A long way off from the last MPB I posted, Gal Costa's second eponymous 1969 album is firmly in the Tropicália camp with wild eclecticism, psychedelic production and bristling with the untamed energy that the Brazilian military government found so threatening at the time.  Worlds away from her more chanteuse-like debut, Gal even blows away a lot of the Tropicália competition in terms of craziness--I put it down to Gal's staggering vocal range and personality, which is self-evident on this album from the very get-go.  The syncopated beat and fuzz guitar opening of "Cinema Olympia" drops out almost immediately as Gal's seductive voice creates more of a lounge atmosphere, which soon disappears as well when the beat picks back up--by the time the chorus happens, Gal's hollering about matinee films at the Cinema Olympia over pounding snares and furious clean guitar riffing--heavy reverb and delay gradually accumulate on Gal's vocals as her wordless shouts and moans multiply before abruptly disappearing in a haze of strings...and then it's on to something completely different!  The detuned nylon string acoustic guitar and snake charmer reeds of "Tuareg" veer immediately left, and yet Costa seems to have no trouble keeping up when the bass grove kicks in and the chorus lifts the dark Eastern atmosphere back into pop territory.

It's easy to be impressed with both the stylistic breadth and quality of the songwriting on this album, and a glance at the credits confirms this gut reaction--there's three Gilberto Gil songs and two each from the pens of Caetano Veloso and Jorge Ben.  One of my favorite things about the late-60's Brazilian music scene is how communal and supportive it seems to be--all of these artists not only manage to co-exist, they also push each other into new directions and also manage to create a collective genre that's more than the sum of the bands that make it up.  The sky is the limit for the rest of the songs on this album--Gal ranges from ethnic Brazil flavor on Ben's "País Tropical," unexpectedly into sweeping string-arranged vocal pop (and a host of Tropicália artist name-dropping) on "Meu Nome É Gal" ("My Name is Gal") all the way to batshit crazy on the sound collage cut-up-cum-big band showcase for Costa's rapid delivery and upper-register bends on "Objeto Sim, Objeto Não."  Though I've got a feeling a lot of this can come across as too jumpy and frantic for a lot of listeners, the radical and immediate mood and texture shifts in this album are probably my favorite part--a song like "Com Médo, Com Pedro" snaps between quiet, jazzy strings and Hendrix-like hard rock, and Costa even trades between sexy and psychotic in the same lines!

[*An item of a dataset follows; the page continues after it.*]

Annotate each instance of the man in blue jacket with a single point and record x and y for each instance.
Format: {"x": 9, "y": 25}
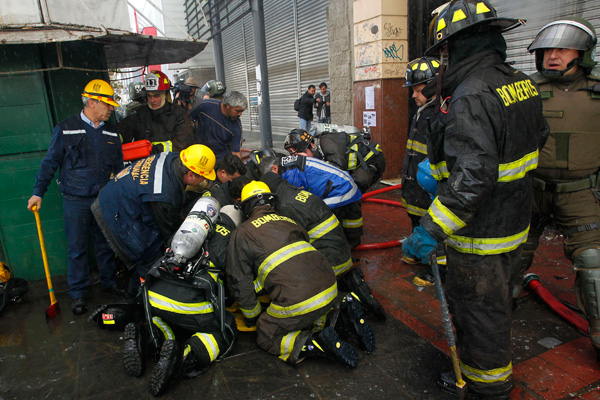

The fact that these frenetic songs somehow hold together and make sense grouped on the same album has to be credited to both the songwriters and the backing band, who manage to not only keep up with the stylistic swings, but also to masterfully manage a chaotic atmosphere with deft control.  Listening to music like this, it almost feels like psychedelic music was created for the explicit purpose of being given to the already-able musicians of Brazil and mutated into something the British and Americans weren't even capable of imagining.  The eclectic mood, awesome power of Gal's voice, and simultaneous pop/avant garde atmosphere of this album make it probably my favorite Tropicália album, and it's also probably the most cohesively "listenable" (aside from the eccentricity) as well, since there's no obligatory six-minute tape manipulation freakout (though "Objeto Sim, Objeto Não" comes close).   If you check this out and enjoy it, good news--there's a whole lot more great music where this came from!